How Elsevier Used AI to Develop New Content Offerings (VIDEO)

Video produced by Steve Nathans-Kelly

At Data Summit 2019, Helena Deus, Elsevier technology research director, explained how the company used natural language processing and AI to organize dispersed scientific content in a non-traditional way and built an extensive community of readers. 

Deus was presenting the work by Dr. Michelle Gregory, SVP Data Science, Elsevier.

"A lot of our customers were facing this wealth of literature," said Deus. "There's a massive amount of papers that are coming out every year. Not just papers, publications. Information that's been generated by people. Many of them—in particular PIs and scientists at the top of their field—needed the ability to quickly grasp topics, to get familiarized with the topic really quickly, either because the funding agents they were used to working with is now funding this particular topic, or in the case of specialist doctors they need the ability to learn as much as they can about a patient's diagnosis, so that they can be confident they're making the right decisions."

As a result, Elsevier faced a challenge, she said. "We knew we had a massive amount of information about a variety of topics, but it was dispersed. It was all over the place, essentially, in textbooks, in papers, in guidelines. And so the first thing we did is we built a taxonomy. What kind of things do we want to capture information about?"

DBTA’s next Data Summit conference will be held May 19-20, 2020, in Boston, with pre-conference workshops on Monday, May 18.

Deus said that the company considered how to organize knowledge in a way that's different from the way knowledge is traditionally organized. "Once we had this taxonomy, we were actually now able to use standard NLP techniques like Named Entity Recognition, Entity Identification, et cetera.

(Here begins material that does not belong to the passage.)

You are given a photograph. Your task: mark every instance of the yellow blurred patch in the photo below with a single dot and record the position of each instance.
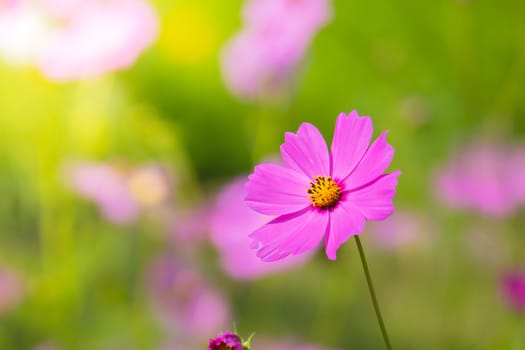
(189, 35)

And then the final step is, how do we scale this? Because we've got 16 million individual articles, this is a massive amount of data. So investing on technology that can scale was actually pretty critical. In this case we used Databricks and Apache Spark and that helped us scale. But at the end of the day what we have is something that looks like this. If you go to Google nowadays, and you search for a medical term that doesn't tend to show up in Wikipedia, things that haven't actually been annotated in Wikipedia, the top result you get in Google is one of these topic pages. And they're all dynamically generated. There's no manual curation going on here."

The result has been great improvement in Elsevier' visibility, she noted. "Nowadays, we have about 330,000 topics in 20 domains, 10 million visits per month to the topic pages, it drives 13% of ScienceDirect traffic."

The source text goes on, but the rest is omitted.